Jim Hunt does a nice turn as the aptly named, longest-tenured councilmember Mr. Oldfield, a man prone to non-sequiturs and references to days long gone and fond memories of the old Rexall drug store. Beside him sits the next-oldest member, Ms. Innes (Kathryn Gray) and the nervous Ms. Matz (a delightfully batty Karen Slack).

The seats of white male power are up center, with Michael McNeill as the mayor deftly portraying the congenial father-figure while knowing full well he’s got dirt on all the rest of them he’ll deploy as needed. To his left is Mr. Breeding, played with toadyish aplomb by Michael Morgan, and William Hahn as Mr. Assalone who, as the name suggests, is an asshole — and a corrupt and pugnacious one at that.

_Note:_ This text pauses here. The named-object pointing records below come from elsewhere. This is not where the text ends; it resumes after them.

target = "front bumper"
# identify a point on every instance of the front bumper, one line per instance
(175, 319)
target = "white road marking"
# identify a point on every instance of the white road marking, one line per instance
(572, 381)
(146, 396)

The conspicuously absent Mr. Carp doesn’t arrive until about halfway into the 90-minute show, but when he does in a flashback scene, it’s an excellent and impactful Erik Sandvold in full beard and blazer taking the council on a most unwelcome trip down memory lane. He’s been digging into the area’s history — not an easy task as he says — and he’s got some disturbing revelations about the seminal story at the city’s heart.

Erik Sandvold as Mr. Carp | Photo: Michael Ensminger Photography

We’d actually just learned about this story in a bizarrely detailed reenactment presented for Mr. Peel’s benefit by the rest of the council. Every kid in Big Cherry learns the tale of the U.S. Army officer who single-handedly rescues white settlers from attacking “savages.” What Mr. Carp says is a complete mythology also forms the basis for the town’s annual festival — and that can’t be good he tells the council.

In the wake of Carp’s bombshell, Peel is then faced with a million questions and some big decisions once he learns the contents of the missing minutes. As Mayor Superba pointedly tells Peel, he can make a big stink about the revelations and undermine his very existence (just look at what happened to Carp) or play along, join the cult of the rug sweepers and go on his merry way.

It’s a stark allegory for our entire country, where reparations for descendents of slaves, restoration of tribal lands and other attempts to atone for our past are derided or ignored. In The Minutes, Letts draws a thick, heavy line between those who fret about climate change while driving around in gas-guzzling SUVs (looking at you, Peel). In the end, Superba says we’re all culpable. He’d also probably tell you a liberal jetting off on European vacations likely has a larger carbon footprint than the guy in the diesel F-350 towing a fifth wheel. Liberals just feel bad about it.

The closing scene of The Minutes is indeed a wild rumpus — a clownish ritual that nonetheless underscores the seriousness of what’s at stake for Peel and anyone else looking to buck the status quo. What he decides is what everyone is talking about as they exit this memorable and extremely well-done production.